The latest firmware release is v0.99. The development master is at v1.00, and you might have grabbed that to match the GC development master v1.00. No rollbacks at present
Yeah, I realize my mistake. I downloaded the master branch and not the release. But it appears the only difference between the two is the version number.
What exactly is meant by “the nearest number of whole encoder steps”. If encoder steps is 8148, can you give me an example of the “nearest number of whole encoder steps”. Is it some fractional value of 8148? like 1/8148, 2/8148, 3/8148?
(I also hope the round() function in the code above simply truncates rather than rounds up or down otherwise the logic will give inaccurate results…but that’s another discussion. I can go look up the function reference myself).

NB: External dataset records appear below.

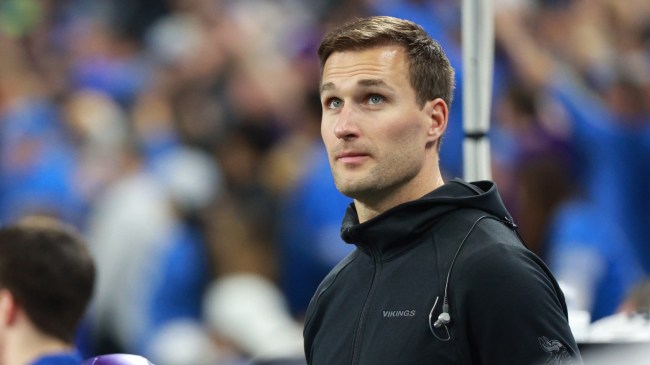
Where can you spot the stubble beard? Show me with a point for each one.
(379, 183)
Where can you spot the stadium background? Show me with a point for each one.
(182, 138)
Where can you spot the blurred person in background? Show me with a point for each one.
(78, 77)
(596, 241)
(46, 281)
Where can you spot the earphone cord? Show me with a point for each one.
(445, 302)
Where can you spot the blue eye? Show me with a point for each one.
(375, 99)
(334, 103)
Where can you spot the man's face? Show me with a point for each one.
(374, 131)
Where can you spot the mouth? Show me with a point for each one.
(352, 157)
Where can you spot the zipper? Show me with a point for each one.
(364, 309)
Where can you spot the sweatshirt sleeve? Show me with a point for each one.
(515, 312)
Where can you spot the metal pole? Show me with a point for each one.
(478, 62)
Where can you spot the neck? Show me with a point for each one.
(370, 208)
(25, 347)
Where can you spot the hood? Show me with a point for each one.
(406, 222)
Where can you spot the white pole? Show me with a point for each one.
(478, 62)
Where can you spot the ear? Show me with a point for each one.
(438, 115)
(8, 308)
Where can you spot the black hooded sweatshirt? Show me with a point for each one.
(377, 305)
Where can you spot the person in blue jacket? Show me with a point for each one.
(46, 281)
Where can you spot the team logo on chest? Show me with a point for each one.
(398, 313)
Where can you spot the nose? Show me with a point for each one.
(346, 127)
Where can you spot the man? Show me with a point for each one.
(439, 275)
(46, 280)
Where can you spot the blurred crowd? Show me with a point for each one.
(182, 137)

I’m fairly sure in python that round() does a round (1.6 goes to 2.0). int() will truncate (1.6 goes to 1)
Tje comment in the python code is “// Ensure that _pidSetpoint is equal to whole number of encoder steps”. The operations in the code are:
Multiply by 2 --> round off --> divide by 2
My guess is that this is done for speed (multiply by 2 and divide by 2 are just bit shift operations, as opposed to floating point division) and it’s done this way to enhance the resolution of the rounding function.
My understanding is that the intent is for the output of the PID loop to be an encoder position that the motors then aim to reach. Since the encoder only counts in integer steps (e.g. it can be at the position of step 1000 but it’s not possible to resolve a position of step 1000.762) you need the output of the PID loop to be such an integer and not a floating point number.
I missed the start of this conversation so forgive me if I answer things that have already been answered or not even asked at all. I am intrigued by your problem, let me test this tonight and see if I see the same behavior.
This could be a software calculations problem which would be repeatably and symmetrical. This could also be some quirk in our interrupts that count the encoder steps, but I don’t think this one would repeat so consistently.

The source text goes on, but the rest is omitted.